Kids should be kept far from any kind of sexual or predatory content, if not what will lead to life long trauma. What I see today is that small kids being heavily addicted to social media, reels, tiktoks and what not. Many (90% today) I see become so restless if smartphone is snatched away for a moment. Atleast this will (or rather can) protect them from worst but of course more can be done.

By @red_admiral - 4 months
> a measure certain to seriously restrict free speech and privacy online for _everyone_ .

I'm not saying I like KOSA, but my reading is it explicitly does not apply to adult-only services (who make reasonable steps to enforce this). If, for example, WhatsApp split into an "open network" and a "verified 18+ network" then the latter would be ok for KOSA even if the latter is used for general chat and not just porn and sexting. It would even be a start if they enforced the, mostly theoretical, 13 lower age limit for meta products.

(Lest anyone think this is unrealistic, in Israel there are already separate phones and services only for the ultra-orthodox, so they don't encounter anything "unholy" there.)

(And fetlife will probably carry on as usual.)

Personally, I wish more of the reaction to unreasonable "think of the children" plans would be to reply with reasonable plans. If the choice is between doing too much and doing nothing at all, we'll end up with too much somewhere down the line.

By @red_admiral - 4 months
> There's a lot more to KOSA than just the "duty of care" requirement. But basically, all of it comes down to the same fundamental flaw. At the heart of KOSA—and so many online child "protection" bills—is the pretense that it's possible to eradicate problems associated with young people if only big tech companies would do better. > > Online bullying is bad, of course. But bullying in general is bad, and bullying existed long before the internet. So did teens with eating disorders, problematic media habits, mental health issues, and risky or dumb decisions regarding sex and intoxicating substances.

Ok, I call "logical fallacy" on this argument.

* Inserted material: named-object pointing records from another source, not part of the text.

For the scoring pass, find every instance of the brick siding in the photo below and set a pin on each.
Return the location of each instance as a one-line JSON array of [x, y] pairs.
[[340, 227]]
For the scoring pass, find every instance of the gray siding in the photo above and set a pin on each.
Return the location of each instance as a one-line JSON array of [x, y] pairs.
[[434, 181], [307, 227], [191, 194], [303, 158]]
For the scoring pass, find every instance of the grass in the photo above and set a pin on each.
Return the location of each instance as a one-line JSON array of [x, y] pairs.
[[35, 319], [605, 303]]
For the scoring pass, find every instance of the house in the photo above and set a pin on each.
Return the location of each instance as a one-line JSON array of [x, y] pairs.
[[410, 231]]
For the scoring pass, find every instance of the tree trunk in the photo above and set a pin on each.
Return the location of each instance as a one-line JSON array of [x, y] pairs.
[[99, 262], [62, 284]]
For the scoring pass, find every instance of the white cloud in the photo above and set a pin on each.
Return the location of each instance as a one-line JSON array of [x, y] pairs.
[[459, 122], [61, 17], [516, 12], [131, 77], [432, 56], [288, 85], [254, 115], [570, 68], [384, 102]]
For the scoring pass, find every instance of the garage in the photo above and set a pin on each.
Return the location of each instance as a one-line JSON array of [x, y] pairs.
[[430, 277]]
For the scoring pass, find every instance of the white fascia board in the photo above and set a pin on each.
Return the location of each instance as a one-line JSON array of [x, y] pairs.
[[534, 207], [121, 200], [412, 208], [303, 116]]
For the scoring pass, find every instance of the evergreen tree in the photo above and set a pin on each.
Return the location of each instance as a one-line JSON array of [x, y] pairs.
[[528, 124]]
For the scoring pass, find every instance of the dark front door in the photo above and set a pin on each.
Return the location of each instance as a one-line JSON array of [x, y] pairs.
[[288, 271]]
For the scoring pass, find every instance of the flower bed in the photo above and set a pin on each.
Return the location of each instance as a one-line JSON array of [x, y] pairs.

However bad KOSA is, the quoted text feels a bit like saying "we'll never prevent all crime, so we will abolish the police and stop prosecuting _any_ crime". If there's a political amount-of-crime lever, you might never be able to pull it all the way over, but you very much can nudge it a little bit in either direction.

A properly written and thought out bill would not eradicate, but reduce, the cited problems, and it would make big tech, social media and advertising companies do a lot better than the worst excesses we see nowadays. There's a good argument that KOSA is not that bill, but to the extent that the quoted argument would also apply to a better thought out bill, I find the argument overly generalizing and invalid.

Or, for another example, gun crime exists all over the world (organised crime will always find a way - the Yakuza manage it even in Japan). But it's certainly the case that some countries have a lot more gun crimes than others. This argument is essentially saying that even if we had Japan's gun laws, there'd still be some gun crime, which is true but misses the point that there wouldn't be the same amount of gun crime.

Bullying existed before the internet, but the internet has certainly enabled new kinds of bullying, and it's possible the internet has drastically increased the amount of bullying. Eating disorders existed before the internet, forums where you upload a photo and others tell you you're definitely fat and should kill yourself, not so much.

It annoys me when someone tries to shoot down a low-quality bill with an equally low-quality argument. We can do better than this.